Personalisation Parameters

Personalisation parameters allow you to create content dynamically, and addressed to each individual.

Some examples of parameters you can choose to use in your script:

TagExample
{{username}}Hi {{username|Anna}}, welcome to your script.
{{location}}Welcome to sunny {{location|Barcelona}}
{{exercise_name}}Up next {{exercise_name|squats}}
{{number_of_reps}}The next exercise consists of {{number_of_reps|15}}
{{duration}}Keep going. Only {{duration|10}} seconds left.
{{speed}}You are running at {{speed|4:40}} minutes per kilometre
{{bpm}}Your heart rate is {{bpm|150}} beats per minute.

Comments

The script supports two types of comments:

TagExample
<<comment::default>><<comment:: please add some horn sounds here>>
<<sectionName::default>><<sectionName::Introduction>>

See here an example of a script:

  • A simple example script can look something like this:

<<sectionName::default>> Hello world.

  • A more complicated example script can look something like this:*

scriptText="<<sectionName::hello>> Hello world {{username|buddy}}"

Script Sections

A script can be divided into script sections. A script section does not only help to organise and better manage your content but also makes it possible to make your content more dynamic by changing parameter settings within a script (such as: speakers, effects, speed, etc.) A section is a comment, and will be included in the script but ignored by processing.

ScriptSections are useful for and need to be defined for when using a sound design and/or when creating audio with multiple speakers.

A sample script with sound segments looks like this:

<<soundSegment::intro>>
<<sectionName::intro>>
This is the first part of speech with a sound in the background
<<soundSegment::main>>
<<sectionName::main>>
This is the main part of my script. Also with a backing track
<<soundSegment::outro>>
<<sectionName::outro>>
And this is the end. 
<<soundEffect::effect1>>
<<sectionName::effect>>

Each SciptSection can be assigned a different speaker, by defining sections in the speech call. Read more about multiple speakers in one script here.

A sample script with two sections for the purpose of using different speakers could look like this:

scriptText="<<sectiongreeting>> Hello world.<<sectionName::goodbye>> It was so nice to meet you."

❗️

The length of a script section is limited to 4000 characters

Sound Design Annotation

Sound Design annotations allow you to create dynamic background tracks and place sound effects throughout your script. You can pick a sound segment to play in the background of a speech section, add a sound effect without speech, or play a speech section without any sound.

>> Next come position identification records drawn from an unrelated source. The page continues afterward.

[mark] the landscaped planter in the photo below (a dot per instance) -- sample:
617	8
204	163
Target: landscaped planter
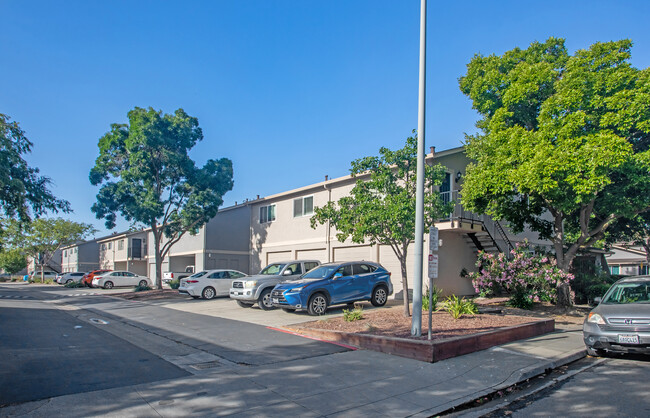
435	350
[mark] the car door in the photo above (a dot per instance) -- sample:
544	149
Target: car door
341	285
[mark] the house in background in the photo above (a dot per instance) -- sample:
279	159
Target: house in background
281	230
124	251
82	256
223	242
627	260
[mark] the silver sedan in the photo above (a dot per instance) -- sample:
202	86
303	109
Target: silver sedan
621	321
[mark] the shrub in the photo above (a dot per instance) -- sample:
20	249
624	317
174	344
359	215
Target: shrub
355	314
142	288
526	277
458	307
74	284
435	293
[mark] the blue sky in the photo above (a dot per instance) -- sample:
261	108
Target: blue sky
289	90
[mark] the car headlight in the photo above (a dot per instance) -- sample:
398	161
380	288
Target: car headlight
594	318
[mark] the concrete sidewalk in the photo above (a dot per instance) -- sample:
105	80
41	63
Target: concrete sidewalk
349	383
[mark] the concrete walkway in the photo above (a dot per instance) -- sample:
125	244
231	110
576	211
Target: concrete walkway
345	383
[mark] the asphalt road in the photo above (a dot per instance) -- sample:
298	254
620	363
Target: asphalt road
616	387
45	352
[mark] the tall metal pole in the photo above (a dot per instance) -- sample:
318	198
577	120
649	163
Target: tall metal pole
416	320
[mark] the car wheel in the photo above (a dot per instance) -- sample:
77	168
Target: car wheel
265	300
595	352
317	304
379	296
209	293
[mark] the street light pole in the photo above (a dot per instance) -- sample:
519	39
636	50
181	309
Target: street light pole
416	319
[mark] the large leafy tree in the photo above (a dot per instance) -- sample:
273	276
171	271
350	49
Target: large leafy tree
24	193
381	207
45	236
147	176
563	142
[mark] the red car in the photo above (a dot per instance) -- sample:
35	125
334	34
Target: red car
87	279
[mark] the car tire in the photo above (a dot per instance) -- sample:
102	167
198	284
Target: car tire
317	304
264	300
379	296
595	352
208	293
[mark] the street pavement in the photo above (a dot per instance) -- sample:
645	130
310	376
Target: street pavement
243	369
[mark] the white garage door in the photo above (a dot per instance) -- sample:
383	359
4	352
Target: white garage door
361	252
274	257
319	254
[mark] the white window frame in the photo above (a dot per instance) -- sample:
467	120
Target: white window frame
267	214
302	206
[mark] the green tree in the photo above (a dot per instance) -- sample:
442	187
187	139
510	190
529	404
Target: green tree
381	207
12	261
563	142
44	236
23	193
147	176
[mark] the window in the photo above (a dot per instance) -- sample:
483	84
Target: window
303	206
267	214
295	268
310	265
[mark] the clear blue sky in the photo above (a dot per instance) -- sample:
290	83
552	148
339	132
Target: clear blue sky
290	91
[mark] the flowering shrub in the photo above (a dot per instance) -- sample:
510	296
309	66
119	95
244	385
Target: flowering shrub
525	277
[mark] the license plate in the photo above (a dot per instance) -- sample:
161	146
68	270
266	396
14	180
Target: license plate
628	339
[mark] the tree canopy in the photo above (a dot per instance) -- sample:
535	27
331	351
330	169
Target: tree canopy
563	141
23	192
381	207
147	176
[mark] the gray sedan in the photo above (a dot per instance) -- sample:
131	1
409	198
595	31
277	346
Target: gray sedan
621	321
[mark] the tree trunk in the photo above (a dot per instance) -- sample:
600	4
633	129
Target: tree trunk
405	286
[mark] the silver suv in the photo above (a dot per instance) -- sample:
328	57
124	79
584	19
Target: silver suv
257	288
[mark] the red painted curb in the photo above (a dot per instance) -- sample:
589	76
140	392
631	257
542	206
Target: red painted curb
432	351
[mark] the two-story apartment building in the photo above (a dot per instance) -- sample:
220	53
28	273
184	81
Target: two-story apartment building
280	230
221	243
124	251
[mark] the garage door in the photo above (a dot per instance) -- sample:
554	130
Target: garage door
319	254
274	257
361	252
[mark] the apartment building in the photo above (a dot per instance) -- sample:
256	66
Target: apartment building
280	230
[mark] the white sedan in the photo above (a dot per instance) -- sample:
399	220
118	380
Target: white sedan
120	279
209	283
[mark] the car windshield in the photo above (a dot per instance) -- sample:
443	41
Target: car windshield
631	292
273	269
320	272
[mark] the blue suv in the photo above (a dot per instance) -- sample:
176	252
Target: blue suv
332	284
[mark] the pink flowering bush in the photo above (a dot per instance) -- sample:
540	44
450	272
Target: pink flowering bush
525	277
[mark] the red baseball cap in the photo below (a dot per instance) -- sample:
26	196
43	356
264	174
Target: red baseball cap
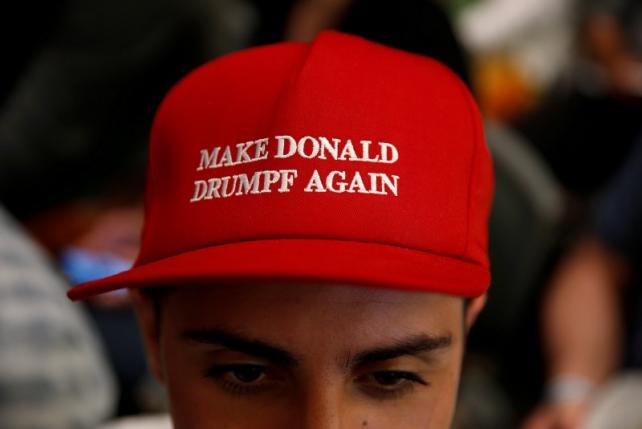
340	160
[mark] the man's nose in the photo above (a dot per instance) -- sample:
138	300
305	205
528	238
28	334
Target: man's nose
323	407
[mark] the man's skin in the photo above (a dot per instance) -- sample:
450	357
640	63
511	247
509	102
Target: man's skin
292	355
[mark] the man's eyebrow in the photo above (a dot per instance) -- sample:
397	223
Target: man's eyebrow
410	346
237	342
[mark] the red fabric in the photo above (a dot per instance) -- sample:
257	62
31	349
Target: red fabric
432	235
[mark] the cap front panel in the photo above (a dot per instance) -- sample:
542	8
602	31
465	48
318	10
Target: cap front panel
352	142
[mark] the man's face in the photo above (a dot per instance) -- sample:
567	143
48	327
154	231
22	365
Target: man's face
276	356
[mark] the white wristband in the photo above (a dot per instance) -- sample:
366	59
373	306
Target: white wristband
569	388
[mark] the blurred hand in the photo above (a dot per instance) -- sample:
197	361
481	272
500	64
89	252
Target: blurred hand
564	415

To pair a sound segment with a speech section, simply add the sound segment annotation before the speech section annotation:

<<soundSegment::intro>>
<<sectionName::intro>>

To add a sound effect that will play without any speech, add the sound effect annotation:

<<soundEffect::effect1>>
<<sectionName::effect>>

To have a speech section play without any music or sound in the background, define the speech section without defining a sound segment before, and it will play without any background sound.

<<sectionName::hello>>